While I really do actually get the concept, honestly I can't say I feel it. Probably the main thing I struggle with in regards to this issue is at what point does one feel closer to, or turn to, Mary, or the patron saint, before God, perhaps seeing her as more compassionate or on 'our side'.
I think you really need to separate those into two issues not one. As pointed out earlier in the thread, believing that any human being, even the Theotokos, is 'more compassionate' than our All-Compassionate Lord is dangerously close to, if not actually heresy. As wonderful as the Theotokos is, she is still a created being. She can no more be 'more compassionate' than the infinite Godhead than she can be 'more all-powerful' or 'more omniscient'.
On the other hand, I often 'feel closer' to my wife, my father, my best friend than I do to God. That doesn't mean they are closer, but limited to my material senses and sinful mind as I am, I certainly feel that way.
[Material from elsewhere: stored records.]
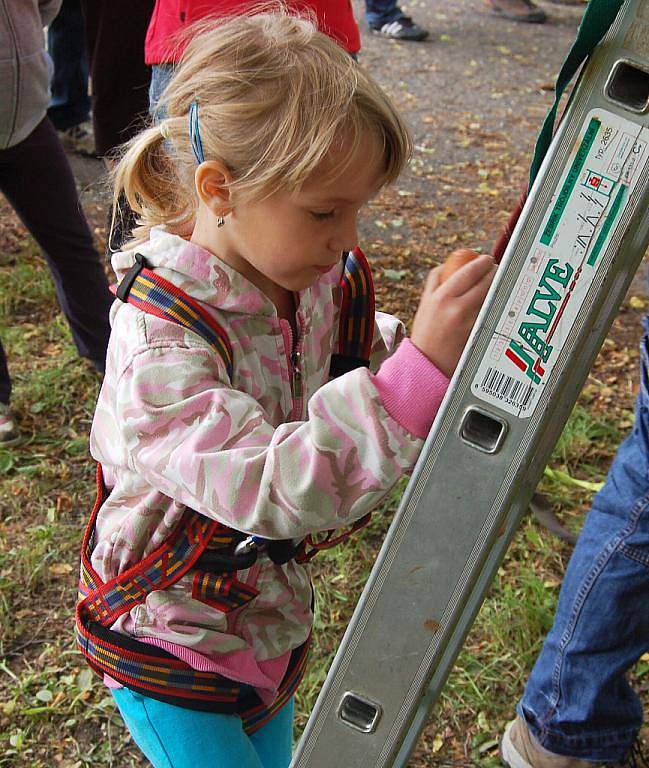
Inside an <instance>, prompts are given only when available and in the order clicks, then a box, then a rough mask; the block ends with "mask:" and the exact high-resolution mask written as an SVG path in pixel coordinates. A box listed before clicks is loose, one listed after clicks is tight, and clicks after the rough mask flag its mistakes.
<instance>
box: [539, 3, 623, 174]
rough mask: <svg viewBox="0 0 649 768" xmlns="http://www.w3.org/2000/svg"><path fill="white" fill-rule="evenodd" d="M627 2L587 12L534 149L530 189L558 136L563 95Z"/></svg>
mask: <svg viewBox="0 0 649 768" xmlns="http://www.w3.org/2000/svg"><path fill="white" fill-rule="evenodd" d="M623 2H624V0H590V2H589V3H588V5H587V6H586V10H585V11H584V17H583V19H582V20H581V24H580V25H579V31H578V32H577V37H576V39H575V42H574V43H573V44H572V48H571V49H570V51H569V52H568V56H567V57H566V60H565V61H564V62H563V66H562V67H561V71H560V72H559V75H558V77H557V82H556V85H555V86H554V94H555V96H554V104H553V105H552V108H551V109H550V111H549V112H548V115H547V117H546V118H545V122H544V123H543V127H542V128H541V132H540V133H539V136H538V139H537V140H536V147H535V149H534V158H533V159H532V166H531V168H530V187H531V186H532V184H533V182H534V179H535V178H536V174H537V173H538V172H539V168H540V167H541V163H542V162H543V158H544V157H545V153H546V152H547V151H548V147H549V146H550V142H551V141H552V135H553V133H554V123H555V120H556V117H557V107H558V106H559V101H560V99H561V95H562V94H563V92H564V90H565V88H566V86H567V85H568V83H569V82H570V81H571V80H572V78H573V77H574V75H575V73H576V72H577V70H578V69H579V67H580V66H581V65H582V64H583V62H584V61H585V60H586V59H587V58H588V57H589V56H590V54H591V53H592V52H593V50H594V48H595V46H596V45H597V44H598V43H599V41H600V40H601V39H602V38H603V37H604V35H605V34H606V33H607V32H608V30H609V28H610V26H611V24H612V23H613V22H614V21H615V17H616V16H617V13H618V11H619V10H620V7H621V6H622V4H623Z"/></svg>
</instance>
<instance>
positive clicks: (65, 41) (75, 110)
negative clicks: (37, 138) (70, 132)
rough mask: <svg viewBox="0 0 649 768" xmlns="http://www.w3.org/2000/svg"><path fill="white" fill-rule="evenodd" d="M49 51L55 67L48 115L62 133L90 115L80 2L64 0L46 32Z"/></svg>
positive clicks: (83, 121)
mask: <svg viewBox="0 0 649 768" xmlns="http://www.w3.org/2000/svg"><path fill="white" fill-rule="evenodd" d="M47 49H48V52H49V54H50V56H51V57H52V63H53V64H54V74H53V76H52V82H51V90H52V98H51V101H50V106H49V107H48V110H47V114H48V117H49V118H50V120H51V121H52V122H53V123H54V126H55V127H56V128H57V129H58V130H59V131H65V130H67V129H68V128H71V127H72V126H73V125H78V124H79V123H83V122H84V120H87V119H88V116H89V115H90V97H89V96H88V55H87V53H86V32H85V24H84V20H83V14H82V12H81V3H80V0H63V4H62V5H61V10H60V11H59V13H58V15H57V17H56V18H55V19H54V21H53V22H52V23H51V24H50V25H49V27H48V30H47Z"/></svg>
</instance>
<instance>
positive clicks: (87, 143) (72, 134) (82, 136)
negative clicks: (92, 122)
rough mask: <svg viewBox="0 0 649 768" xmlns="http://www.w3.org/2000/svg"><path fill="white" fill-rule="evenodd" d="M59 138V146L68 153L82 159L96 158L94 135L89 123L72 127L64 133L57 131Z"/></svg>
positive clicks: (79, 123)
mask: <svg viewBox="0 0 649 768" xmlns="http://www.w3.org/2000/svg"><path fill="white" fill-rule="evenodd" d="M59 138H60V139H61V144H63V146H64V147H65V149H67V150H69V151H70V152H75V153H76V154H77V155H83V156H84V157H97V151H96V149H95V134H94V133H93V131H92V123H91V122H90V121H86V122H85V123H79V124H78V125H73V126H72V127H71V128H68V129H66V130H65V131H59Z"/></svg>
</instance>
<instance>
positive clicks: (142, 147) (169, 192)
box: [111, 119, 196, 244]
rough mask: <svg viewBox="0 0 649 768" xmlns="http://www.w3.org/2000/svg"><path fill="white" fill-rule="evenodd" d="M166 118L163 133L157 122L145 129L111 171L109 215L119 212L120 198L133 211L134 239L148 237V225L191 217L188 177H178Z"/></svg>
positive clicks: (112, 222)
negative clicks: (172, 158)
mask: <svg viewBox="0 0 649 768" xmlns="http://www.w3.org/2000/svg"><path fill="white" fill-rule="evenodd" d="M174 122H177V120H174V119H167V120H165V121H164V124H165V130H164V133H165V135H164V136H163V133H162V131H161V129H160V127H158V126H152V127H150V128H147V129H145V130H144V131H142V132H141V133H139V134H138V135H137V136H135V137H134V138H133V139H131V141H130V142H128V144H127V145H126V147H125V149H124V152H123V154H122V156H121V158H120V160H119V162H118V164H117V166H116V167H115V169H114V171H113V172H112V180H113V219H112V222H111V231H112V229H113V226H114V223H115V219H116V217H117V216H118V215H119V211H120V202H123V201H124V200H125V201H126V202H127V203H128V205H129V207H130V208H131V210H132V211H133V213H134V216H135V221H136V226H135V227H134V228H133V239H134V243H135V244H137V243H140V242H143V241H145V240H147V239H148V237H149V233H150V231H151V229H152V228H153V227H155V226H157V225H160V224H164V225H166V226H168V227H170V228H174V227H179V226H180V227H181V226H182V225H183V224H186V223H187V222H188V221H190V220H191V219H192V218H193V217H194V212H195V209H196V200H195V196H194V186H193V178H192V179H187V180H185V179H180V178H179V177H178V172H177V170H178V165H177V164H176V163H174V162H173V161H172V158H171V157H170V152H173V147H172V146H171V145H170V143H171V130H170V129H171V126H172V125H173V123H174Z"/></svg>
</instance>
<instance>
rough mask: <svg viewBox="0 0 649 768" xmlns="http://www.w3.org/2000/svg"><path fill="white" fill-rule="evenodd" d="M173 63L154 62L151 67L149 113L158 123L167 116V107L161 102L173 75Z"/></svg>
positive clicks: (149, 94) (149, 87)
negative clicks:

And while God--being omniscient, being my Creator, having become incarnate--may relate just fine to me, at this point in my progress, I find other human beings more relatable than the transcendent God. If I was a saint, then God would be all I need. But not having reached that point, I still need (or at least desire) the comfort of other human beings as well. And God, in His infinite mercy, gives me that--He has blessed me with a wife, with parents, with friends. He has blessed me with a parish community. And even beyond that, even if calamity tore all those from me, He has blessed me with a patron saint, with other saints that I can respect, relate to, and take as role models, with His own Mother.
One doesn't turn to Mary 'before God' or 'instead of God' any more than one turns to one's family or priest or fellow parishoners 'before' or 'instead of' God. One turns to all of the them *in addition* to God because our fellow Christians, still living, reposed, or glorified, are a community which our Lord has blessed us with.